On this note, Grassi promises: “Over the season, we will continue to disentangle the onion, and there are a few twists and surprises in history, but we are really delighted to explore this new world in which Oliver finds himself, and is clearly not happy to be there when we see it.”
Curiously, these two sons of major history are only scratching the tip of the iceberg during the premiere of season 2.. The public is also presented to two new characters, the mysterious resident of Brian Altemus, Dr. Charlie Porter, and John Stewart’s cynical doctor, Dr Anthony Thorne, which no one seems very well with the Dr. Wolf.
The two are sure to make things happen during the second season, in particular Dr. Porter, who is the first resident to join the Oliver team, just as he was finally starting to develop a relationship with his interns. Charlie’s reasons are still a little clear, and the way he strives with Oliver certainly raises some questions, but he reveals at the end of the episode he specifically asked to be assigned to the Wolf team. Not yet to say if it is a sign of good will or an indication of something harmful in play.
“I do not think that Oliver is used to meeting other people who are so confident in their point of view on things,” said Quinto. “I think that Oliver sees in Charlie something he does not like. Maybe it is because it is something that people might think of Oliver. But, there seems to be something slightly about Charlie … And then I think we are going to know more about it as the season takes place.”
As for Oliver and Anthony, who have probably been colleagues for some time since Dr. Thorne has been a doctor of mid-carrier (even if we have just been presented to him), Grassi says that a large part of the tension of their relationship will revolve around their different philosophies on a secular medical issue: “Do we do a little for many, or a lot?”

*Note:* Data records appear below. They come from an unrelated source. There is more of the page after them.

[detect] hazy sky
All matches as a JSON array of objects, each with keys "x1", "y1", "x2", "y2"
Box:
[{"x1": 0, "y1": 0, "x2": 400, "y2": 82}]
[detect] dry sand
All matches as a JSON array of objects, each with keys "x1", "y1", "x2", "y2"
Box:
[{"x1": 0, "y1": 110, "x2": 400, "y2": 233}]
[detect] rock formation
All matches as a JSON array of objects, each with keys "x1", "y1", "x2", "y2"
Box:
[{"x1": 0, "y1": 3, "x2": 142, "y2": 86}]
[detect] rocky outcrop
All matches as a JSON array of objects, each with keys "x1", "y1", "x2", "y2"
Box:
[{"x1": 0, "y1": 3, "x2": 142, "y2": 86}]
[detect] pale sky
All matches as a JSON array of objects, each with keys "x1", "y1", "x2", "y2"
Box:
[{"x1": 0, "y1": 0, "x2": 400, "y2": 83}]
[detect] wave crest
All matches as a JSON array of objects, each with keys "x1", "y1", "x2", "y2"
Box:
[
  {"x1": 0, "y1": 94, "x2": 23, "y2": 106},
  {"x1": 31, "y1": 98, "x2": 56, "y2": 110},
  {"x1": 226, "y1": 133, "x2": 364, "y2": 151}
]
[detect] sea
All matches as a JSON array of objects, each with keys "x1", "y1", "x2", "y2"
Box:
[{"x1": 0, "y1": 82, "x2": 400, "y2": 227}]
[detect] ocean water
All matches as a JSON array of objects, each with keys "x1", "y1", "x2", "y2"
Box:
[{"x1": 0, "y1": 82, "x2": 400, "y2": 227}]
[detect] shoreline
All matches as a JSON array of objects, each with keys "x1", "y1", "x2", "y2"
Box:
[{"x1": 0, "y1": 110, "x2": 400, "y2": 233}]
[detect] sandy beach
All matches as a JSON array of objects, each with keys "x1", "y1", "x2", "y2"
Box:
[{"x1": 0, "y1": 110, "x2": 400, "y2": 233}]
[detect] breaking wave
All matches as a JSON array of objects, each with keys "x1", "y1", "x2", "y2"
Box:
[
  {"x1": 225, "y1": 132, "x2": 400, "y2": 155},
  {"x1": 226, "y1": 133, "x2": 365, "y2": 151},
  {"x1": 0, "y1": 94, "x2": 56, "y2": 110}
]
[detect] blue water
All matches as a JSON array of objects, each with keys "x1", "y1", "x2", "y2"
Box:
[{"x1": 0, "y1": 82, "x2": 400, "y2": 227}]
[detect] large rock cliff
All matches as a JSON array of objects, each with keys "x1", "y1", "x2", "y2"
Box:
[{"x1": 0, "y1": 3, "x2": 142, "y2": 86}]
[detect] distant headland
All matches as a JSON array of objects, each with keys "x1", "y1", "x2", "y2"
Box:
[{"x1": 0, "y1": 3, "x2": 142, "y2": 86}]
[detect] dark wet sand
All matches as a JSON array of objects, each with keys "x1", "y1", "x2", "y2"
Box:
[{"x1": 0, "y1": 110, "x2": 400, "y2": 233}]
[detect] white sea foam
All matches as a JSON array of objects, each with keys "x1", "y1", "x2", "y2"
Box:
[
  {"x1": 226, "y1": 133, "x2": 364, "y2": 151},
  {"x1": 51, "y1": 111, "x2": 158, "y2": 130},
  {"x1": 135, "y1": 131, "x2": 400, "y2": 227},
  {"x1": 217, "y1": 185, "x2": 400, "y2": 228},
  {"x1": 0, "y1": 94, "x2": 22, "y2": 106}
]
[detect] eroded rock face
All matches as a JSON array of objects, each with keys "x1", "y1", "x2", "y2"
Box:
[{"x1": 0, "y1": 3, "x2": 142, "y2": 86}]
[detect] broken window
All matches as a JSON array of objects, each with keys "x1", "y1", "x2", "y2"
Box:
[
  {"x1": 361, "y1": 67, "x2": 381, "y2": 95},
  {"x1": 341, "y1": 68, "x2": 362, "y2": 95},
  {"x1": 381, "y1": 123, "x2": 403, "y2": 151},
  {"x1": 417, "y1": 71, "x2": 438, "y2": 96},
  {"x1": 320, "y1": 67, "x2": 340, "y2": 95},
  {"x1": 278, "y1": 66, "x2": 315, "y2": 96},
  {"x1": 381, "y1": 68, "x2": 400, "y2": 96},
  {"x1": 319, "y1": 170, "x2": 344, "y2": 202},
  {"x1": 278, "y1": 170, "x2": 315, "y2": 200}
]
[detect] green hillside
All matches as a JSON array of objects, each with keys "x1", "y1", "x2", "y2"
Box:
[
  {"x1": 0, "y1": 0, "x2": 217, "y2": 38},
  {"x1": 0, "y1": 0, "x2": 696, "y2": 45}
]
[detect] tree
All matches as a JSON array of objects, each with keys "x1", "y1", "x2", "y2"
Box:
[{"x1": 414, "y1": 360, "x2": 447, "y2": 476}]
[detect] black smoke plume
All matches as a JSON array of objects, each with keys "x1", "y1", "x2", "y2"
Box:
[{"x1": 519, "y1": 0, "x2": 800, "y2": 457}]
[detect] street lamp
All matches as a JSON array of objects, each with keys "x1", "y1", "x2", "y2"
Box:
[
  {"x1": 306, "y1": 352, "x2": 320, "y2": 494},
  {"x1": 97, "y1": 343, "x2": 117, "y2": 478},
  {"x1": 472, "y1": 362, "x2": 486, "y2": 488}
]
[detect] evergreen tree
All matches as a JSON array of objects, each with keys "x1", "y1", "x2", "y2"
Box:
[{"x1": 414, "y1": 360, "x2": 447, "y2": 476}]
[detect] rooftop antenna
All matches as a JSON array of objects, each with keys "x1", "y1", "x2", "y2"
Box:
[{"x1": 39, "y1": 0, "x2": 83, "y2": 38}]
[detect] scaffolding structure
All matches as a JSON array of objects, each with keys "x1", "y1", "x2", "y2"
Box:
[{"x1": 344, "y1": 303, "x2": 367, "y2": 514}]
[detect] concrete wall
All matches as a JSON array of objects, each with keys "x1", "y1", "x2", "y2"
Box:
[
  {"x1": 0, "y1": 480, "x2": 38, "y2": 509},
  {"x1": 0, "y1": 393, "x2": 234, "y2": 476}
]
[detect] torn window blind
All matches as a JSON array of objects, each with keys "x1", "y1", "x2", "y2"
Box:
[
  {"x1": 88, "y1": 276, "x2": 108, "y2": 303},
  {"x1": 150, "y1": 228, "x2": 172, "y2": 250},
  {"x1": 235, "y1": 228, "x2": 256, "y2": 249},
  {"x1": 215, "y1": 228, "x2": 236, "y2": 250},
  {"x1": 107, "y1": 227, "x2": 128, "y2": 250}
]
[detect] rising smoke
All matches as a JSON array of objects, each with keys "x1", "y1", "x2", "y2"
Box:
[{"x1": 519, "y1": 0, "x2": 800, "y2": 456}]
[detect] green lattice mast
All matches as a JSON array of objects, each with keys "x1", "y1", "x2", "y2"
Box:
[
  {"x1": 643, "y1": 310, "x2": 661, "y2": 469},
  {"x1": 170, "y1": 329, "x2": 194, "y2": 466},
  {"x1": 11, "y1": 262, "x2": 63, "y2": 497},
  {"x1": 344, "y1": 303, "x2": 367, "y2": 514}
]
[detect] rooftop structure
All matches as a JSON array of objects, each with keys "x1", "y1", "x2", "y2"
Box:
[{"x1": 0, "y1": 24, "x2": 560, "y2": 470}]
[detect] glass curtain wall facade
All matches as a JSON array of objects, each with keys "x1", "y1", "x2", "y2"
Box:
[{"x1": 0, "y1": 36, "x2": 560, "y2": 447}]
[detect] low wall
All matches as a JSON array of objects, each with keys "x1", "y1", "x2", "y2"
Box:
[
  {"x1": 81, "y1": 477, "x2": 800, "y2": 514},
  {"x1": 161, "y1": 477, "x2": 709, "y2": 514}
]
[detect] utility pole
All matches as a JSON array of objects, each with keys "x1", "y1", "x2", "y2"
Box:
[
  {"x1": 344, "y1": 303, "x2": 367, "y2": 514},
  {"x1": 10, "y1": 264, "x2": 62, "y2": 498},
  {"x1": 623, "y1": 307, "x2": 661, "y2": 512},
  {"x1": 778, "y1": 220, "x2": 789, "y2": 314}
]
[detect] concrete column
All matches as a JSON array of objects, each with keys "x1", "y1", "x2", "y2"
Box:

We cannot forget Dr. Nichols (Teddy Sears) either, who is apparently on the outings with Oliver always after bailout their appointment for dinner with his father, although there are lights of a potential delight in the first, especially after Josh defends Oliver when the father of the boxer threatens to get his hands on him.

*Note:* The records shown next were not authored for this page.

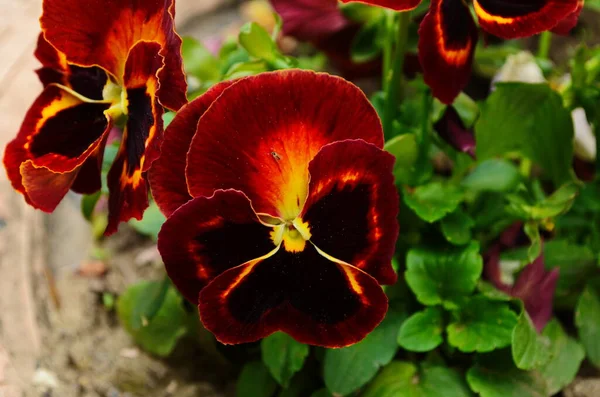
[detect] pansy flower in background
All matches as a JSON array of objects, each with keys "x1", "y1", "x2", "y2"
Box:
[
  {"x1": 484, "y1": 223, "x2": 559, "y2": 332},
  {"x1": 4, "y1": 0, "x2": 187, "y2": 234},
  {"x1": 344, "y1": 0, "x2": 583, "y2": 104},
  {"x1": 150, "y1": 70, "x2": 398, "y2": 347}
]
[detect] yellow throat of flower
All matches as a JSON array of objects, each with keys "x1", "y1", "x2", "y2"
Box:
[{"x1": 271, "y1": 218, "x2": 311, "y2": 252}]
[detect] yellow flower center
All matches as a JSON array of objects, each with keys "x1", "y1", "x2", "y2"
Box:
[{"x1": 271, "y1": 218, "x2": 311, "y2": 252}]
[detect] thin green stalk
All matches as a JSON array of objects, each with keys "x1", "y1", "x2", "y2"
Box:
[
  {"x1": 537, "y1": 31, "x2": 552, "y2": 59},
  {"x1": 383, "y1": 12, "x2": 410, "y2": 139}
]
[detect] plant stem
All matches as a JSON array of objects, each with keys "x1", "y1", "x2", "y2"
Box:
[
  {"x1": 537, "y1": 31, "x2": 552, "y2": 59},
  {"x1": 383, "y1": 11, "x2": 410, "y2": 139}
]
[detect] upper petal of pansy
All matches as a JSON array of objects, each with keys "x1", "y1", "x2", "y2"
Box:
[
  {"x1": 342, "y1": 0, "x2": 421, "y2": 11},
  {"x1": 271, "y1": 0, "x2": 351, "y2": 41},
  {"x1": 186, "y1": 70, "x2": 383, "y2": 220},
  {"x1": 552, "y1": 0, "x2": 585, "y2": 35},
  {"x1": 158, "y1": 190, "x2": 275, "y2": 304},
  {"x1": 40, "y1": 0, "x2": 187, "y2": 110},
  {"x1": 301, "y1": 140, "x2": 398, "y2": 284},
  {"x1": 35, "y1": 34, "x2": 108, "y2": 100},
  {"x1": 148, "y1": 81, "x2": 234, "y2": 217},
  {"x1": 419, "y1": 0, "x2": 478, "y2": 104},
  {"x1": 4, "y1": 85, "x2": 111, "y2": 211},
  {"x1": 198, "y1": 243, "x2": 387, "y2": 347},
  {"x1": 473, "y1": 0, "x2": 579, "y2": 39},
  {"x1": 105, "y1": 41, "x2": 163, "y2": 235}
]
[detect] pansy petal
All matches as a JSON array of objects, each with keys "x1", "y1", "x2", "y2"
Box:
[
  {"x1": 4, "y1": 85, "x2": 111, "y2": 204},
  {"x1": 35, "y1": 34, "x2": 108, "y2": 100},
  {"x1": 301, "y1": 140, "x2": 399, "y2": 284},
  {"x1": 419, "y1": 0, "x2": 478, "y2": 104},
  {"x1": 552, "y1": 0, "x2": 584, "y2": 36},
  {"x1": 105, "y1": 41, "x2": 163, "y2": 235},
  {"x1": 473, "y1": 0, "x2": 579, "y2": 39},
  {"x1": 148, "y1": 81, "x2": 238, "y2": 217},
  {"x1": 40, "y1": 0, "x2": 187, "y2": 110},
  {"x1": 186, "y1": 70, "x2": 383, "y2": 220},
  {"x1": 198, "y1": 243, "x2": 387, "y2": 347},
  {"x1": 158, "y1": 190, "x2": 275, "y2": 303},
  {"x1": 20, "y1": 160, "x2": 79, "y2": 212},
  {"x1": 342, "y1": 0, "x2": 421, "y2": 11}
]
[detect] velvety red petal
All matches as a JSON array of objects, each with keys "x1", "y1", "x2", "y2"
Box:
[
  {"x1": 158, "y1": 190, "x2": 275, "y2": 303},
  {"x1": 148, "y1": 81, "x2": 233, "y2": 217},
  {"x1": 105, "y1": 41, "x2": 163, "y2": 235},
  {"x1": 552, "y1": 0, "x2": 584, "y2": 36},
  {"x1": 4, "y1": 85, "x2": 111, "y2": 206},
  {"x1": 271, "y1": 0, "x2": 351, "y2": 41},
  {"x1": 419, "y1": 0, "x2": 478, "y2": 104},
  {"x1": 186, "y1": 70, "x2": 383, "y2": 220},
  {"x1": 341, "y1": 0, "x2": 421, "y2": 11},
  {"x1": 40, "y1": 0, "x2": 187, "y2": 110},
  {"x1": 20, "y1": 160, "x2": 79, "y2": 212},
  {"x1": 198, "y1": 243, "x2": 387, "y2": 348},
  {"x1": 473, "y1": 0, "x2": 579, "y2": 39},
  {"x1": 301, "y1": 140, "x2": 399, "y2": 284}
]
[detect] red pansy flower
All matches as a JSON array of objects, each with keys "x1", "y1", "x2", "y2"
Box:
[
  {"x1": 4, "y1": 0, "x2": 187, "y2": 234},
  {"x1": 150, "y1": 70, "x2": 398, "y2": 347},
  {"x1": 342, "y1": 0, "x2": 583, "y2": 104}
]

“These are two very complicated, the good.” I don’t want to spoil too much, but the only thing I will say is that and something that will be very clear in narration and stage work, and although these two continue to have friction, because neurologists and neurosurgeons tend to have in hospitals, there is a lot of respect and admiration.
There is no doubt that the first of season 2 created a lot of scenarios to dive. Fortunately, Brilliant spirit At 22 episodes this season to stick the landing, against 13 in season 1.
As for what to expect from the extended season, Grassi says: “I think that allows us to know the patients a little longer. We do a little more serialized scenarios with our patients, as well as our big case of the week.”
Brilliant spirit is broadcast on Monday at 10 p.m. He / PT on NBC.